Open JohnUrban opened 7 years ago

JohnUrban commented 7 years ago

Hi,

This tool seems great. Is there any chance it could be used with R7.3 data (SQK-MAP006, r7.3_e6_70bps_6mer, MkI) ?

best,

John

marcus1487 commented 7 years ago

Currently the code does not work with R7 data. The algorithm is certainly applicable, but the file format is the biggest issue. If support were to be added it would likely involve converting the base called fast5 files to R9 format (including the raw data, which is currently in a separate file). Then the files could easily be used with the rest of functions from nanoraw. I don't plan to add this functionality at the moment, but could look into it at some point.

JohnUrban commented 7 years ago

Thanks for getting back to me.

I have a bunch of python-based tools in place for working with fast5s prior to R9 -- and they seem to still work for the most part with R9: https://github.com/JohnUrban/fast5tools

I will take the time to add the functionality to fast5tools that will enable the conversion of base-called r7.3 files to R9 format. Fortunately, I believe I saved all of the raw data from these runs.

It would be extremely helpful if I could ask questions here about the minimal set of hdf5 paths that need to be present/accessed by nanoraw -- that way I can focus on what is important instead of a full conversion….
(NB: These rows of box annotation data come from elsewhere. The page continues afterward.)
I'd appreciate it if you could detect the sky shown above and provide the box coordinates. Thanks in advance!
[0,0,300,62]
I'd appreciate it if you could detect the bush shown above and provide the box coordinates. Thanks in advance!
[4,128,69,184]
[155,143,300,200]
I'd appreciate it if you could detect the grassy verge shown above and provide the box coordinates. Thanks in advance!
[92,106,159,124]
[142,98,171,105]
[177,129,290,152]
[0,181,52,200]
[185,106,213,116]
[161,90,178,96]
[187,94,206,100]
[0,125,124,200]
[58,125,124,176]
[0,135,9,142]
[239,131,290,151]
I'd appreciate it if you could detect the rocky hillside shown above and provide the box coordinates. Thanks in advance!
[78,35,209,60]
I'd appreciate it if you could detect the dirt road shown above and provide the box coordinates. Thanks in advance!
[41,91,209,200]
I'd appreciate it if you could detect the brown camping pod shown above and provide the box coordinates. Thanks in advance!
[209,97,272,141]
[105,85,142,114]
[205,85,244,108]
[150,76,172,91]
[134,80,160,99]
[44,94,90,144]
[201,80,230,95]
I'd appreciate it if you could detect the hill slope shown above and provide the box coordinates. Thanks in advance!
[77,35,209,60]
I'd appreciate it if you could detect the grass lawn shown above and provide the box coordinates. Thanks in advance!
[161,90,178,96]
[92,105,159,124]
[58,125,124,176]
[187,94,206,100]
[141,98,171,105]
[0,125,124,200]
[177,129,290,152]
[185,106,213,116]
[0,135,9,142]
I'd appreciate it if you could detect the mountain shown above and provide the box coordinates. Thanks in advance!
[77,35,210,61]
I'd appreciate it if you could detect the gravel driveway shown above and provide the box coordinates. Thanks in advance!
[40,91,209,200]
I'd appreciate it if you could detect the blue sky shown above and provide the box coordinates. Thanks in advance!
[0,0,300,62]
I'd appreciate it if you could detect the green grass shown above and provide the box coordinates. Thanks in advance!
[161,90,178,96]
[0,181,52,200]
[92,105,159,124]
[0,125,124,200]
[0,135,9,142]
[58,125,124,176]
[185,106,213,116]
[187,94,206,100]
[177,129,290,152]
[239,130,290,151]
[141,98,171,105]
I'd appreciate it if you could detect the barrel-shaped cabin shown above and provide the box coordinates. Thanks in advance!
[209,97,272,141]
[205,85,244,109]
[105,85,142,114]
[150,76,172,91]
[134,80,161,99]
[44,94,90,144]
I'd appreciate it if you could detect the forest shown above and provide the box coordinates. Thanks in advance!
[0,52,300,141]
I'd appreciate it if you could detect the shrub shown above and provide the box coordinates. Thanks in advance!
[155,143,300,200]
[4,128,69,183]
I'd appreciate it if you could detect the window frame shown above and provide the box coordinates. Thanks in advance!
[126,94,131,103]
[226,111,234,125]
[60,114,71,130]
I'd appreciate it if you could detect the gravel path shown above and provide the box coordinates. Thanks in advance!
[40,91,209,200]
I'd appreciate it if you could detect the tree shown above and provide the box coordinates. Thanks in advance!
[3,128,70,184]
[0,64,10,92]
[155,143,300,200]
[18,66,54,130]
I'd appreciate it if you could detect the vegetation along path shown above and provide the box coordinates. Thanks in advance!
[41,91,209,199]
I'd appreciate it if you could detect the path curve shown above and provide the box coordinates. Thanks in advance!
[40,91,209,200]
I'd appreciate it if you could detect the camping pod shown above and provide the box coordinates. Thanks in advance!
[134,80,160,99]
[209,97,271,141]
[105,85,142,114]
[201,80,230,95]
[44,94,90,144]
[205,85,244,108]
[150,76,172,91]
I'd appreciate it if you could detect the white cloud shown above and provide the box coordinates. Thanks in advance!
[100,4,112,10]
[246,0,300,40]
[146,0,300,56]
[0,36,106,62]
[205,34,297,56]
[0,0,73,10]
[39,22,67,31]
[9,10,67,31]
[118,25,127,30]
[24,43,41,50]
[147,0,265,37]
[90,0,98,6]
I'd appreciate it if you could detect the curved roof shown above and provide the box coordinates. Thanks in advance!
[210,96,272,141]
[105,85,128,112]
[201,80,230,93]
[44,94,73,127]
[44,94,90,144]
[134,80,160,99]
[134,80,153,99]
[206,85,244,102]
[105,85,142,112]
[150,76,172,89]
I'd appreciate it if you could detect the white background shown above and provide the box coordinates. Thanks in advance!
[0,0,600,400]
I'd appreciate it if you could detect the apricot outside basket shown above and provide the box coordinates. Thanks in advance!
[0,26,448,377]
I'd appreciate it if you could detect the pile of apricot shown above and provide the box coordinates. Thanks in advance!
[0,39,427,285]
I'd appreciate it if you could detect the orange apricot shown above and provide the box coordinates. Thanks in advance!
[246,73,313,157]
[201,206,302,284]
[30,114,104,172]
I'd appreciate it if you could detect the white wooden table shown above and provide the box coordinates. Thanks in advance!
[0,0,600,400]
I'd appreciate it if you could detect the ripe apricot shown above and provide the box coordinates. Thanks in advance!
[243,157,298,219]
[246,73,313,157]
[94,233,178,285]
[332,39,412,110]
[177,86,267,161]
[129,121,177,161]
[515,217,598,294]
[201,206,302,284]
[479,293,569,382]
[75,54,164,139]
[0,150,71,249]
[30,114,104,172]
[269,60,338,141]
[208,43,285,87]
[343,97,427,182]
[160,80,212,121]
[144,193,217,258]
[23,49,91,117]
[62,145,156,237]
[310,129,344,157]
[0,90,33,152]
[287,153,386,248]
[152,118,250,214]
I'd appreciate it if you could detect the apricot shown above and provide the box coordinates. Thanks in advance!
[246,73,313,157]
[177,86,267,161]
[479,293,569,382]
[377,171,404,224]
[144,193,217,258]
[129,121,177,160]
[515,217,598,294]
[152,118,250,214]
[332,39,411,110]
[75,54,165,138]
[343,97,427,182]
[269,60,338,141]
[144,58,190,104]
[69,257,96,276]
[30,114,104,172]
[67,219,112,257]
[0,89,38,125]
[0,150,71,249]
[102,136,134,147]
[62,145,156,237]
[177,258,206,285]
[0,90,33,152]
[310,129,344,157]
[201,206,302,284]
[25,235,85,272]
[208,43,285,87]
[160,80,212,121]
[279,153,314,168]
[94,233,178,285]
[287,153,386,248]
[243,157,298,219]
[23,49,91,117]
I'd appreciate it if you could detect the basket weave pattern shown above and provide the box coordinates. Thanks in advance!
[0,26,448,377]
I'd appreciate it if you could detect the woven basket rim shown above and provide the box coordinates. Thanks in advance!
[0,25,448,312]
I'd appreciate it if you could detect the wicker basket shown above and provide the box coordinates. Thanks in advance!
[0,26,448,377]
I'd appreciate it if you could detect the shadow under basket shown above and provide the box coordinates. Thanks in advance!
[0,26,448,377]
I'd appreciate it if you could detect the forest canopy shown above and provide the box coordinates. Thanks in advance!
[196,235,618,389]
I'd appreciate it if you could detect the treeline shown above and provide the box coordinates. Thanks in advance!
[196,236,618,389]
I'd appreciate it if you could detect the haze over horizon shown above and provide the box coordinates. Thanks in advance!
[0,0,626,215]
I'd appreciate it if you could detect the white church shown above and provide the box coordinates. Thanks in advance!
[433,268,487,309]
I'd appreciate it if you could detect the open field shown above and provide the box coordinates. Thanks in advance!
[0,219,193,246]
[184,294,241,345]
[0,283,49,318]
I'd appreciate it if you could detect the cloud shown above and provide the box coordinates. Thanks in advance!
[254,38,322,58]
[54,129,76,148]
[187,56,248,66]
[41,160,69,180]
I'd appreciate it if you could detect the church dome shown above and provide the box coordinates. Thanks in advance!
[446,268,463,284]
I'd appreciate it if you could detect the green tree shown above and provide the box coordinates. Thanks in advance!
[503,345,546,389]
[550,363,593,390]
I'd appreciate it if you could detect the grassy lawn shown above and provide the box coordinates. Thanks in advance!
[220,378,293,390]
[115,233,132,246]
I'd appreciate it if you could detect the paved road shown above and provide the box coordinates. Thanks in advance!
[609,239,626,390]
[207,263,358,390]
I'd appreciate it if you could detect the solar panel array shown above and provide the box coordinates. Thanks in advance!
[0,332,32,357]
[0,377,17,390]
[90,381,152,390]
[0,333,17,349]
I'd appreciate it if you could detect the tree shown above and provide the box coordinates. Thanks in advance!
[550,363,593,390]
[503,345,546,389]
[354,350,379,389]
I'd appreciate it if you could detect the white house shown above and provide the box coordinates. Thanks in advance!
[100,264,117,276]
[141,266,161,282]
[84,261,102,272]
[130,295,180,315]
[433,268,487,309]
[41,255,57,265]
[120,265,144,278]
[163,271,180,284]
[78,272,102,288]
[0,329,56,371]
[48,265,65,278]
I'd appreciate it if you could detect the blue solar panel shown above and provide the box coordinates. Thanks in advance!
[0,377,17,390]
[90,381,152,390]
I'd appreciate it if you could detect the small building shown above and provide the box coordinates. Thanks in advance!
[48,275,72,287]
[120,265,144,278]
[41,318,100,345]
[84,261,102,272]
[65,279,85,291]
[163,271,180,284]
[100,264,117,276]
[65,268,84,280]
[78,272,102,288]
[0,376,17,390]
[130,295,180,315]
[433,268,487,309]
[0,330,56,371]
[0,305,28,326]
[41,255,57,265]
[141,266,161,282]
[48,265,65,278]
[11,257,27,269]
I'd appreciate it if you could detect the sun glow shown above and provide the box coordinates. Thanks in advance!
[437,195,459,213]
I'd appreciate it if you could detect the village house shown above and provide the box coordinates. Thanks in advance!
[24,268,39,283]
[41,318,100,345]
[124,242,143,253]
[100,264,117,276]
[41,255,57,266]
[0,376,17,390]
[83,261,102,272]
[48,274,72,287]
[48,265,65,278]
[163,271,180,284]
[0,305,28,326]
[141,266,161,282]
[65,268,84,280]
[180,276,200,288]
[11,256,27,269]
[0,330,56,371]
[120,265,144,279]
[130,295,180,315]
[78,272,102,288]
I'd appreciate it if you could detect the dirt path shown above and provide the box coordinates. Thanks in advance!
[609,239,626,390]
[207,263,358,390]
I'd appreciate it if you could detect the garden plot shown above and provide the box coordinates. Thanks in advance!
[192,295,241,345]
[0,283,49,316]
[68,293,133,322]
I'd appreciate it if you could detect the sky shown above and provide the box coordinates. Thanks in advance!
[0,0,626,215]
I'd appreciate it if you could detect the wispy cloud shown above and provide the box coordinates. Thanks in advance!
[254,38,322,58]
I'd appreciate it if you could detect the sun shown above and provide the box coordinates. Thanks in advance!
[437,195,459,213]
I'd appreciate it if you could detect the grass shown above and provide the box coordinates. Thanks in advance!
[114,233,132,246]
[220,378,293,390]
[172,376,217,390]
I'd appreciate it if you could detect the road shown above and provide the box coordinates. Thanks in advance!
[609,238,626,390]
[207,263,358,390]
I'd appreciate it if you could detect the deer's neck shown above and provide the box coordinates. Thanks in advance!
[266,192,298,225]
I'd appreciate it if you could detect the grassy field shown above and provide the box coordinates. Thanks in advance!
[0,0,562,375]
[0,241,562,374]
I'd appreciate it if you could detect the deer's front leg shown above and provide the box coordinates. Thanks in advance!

marcus1487 commented 7 years ago

That sounds great. All of the slots that are accessed should be in the get_read_data function (line 420) in the correct_raw.pyscript. I do remember having to write a script to match up the raw and base called files. You have to match the files up by the read_id slot instead of the file names. Let me know if you run into any other issues though. Would be great to have a command or just a helper script for this conversion!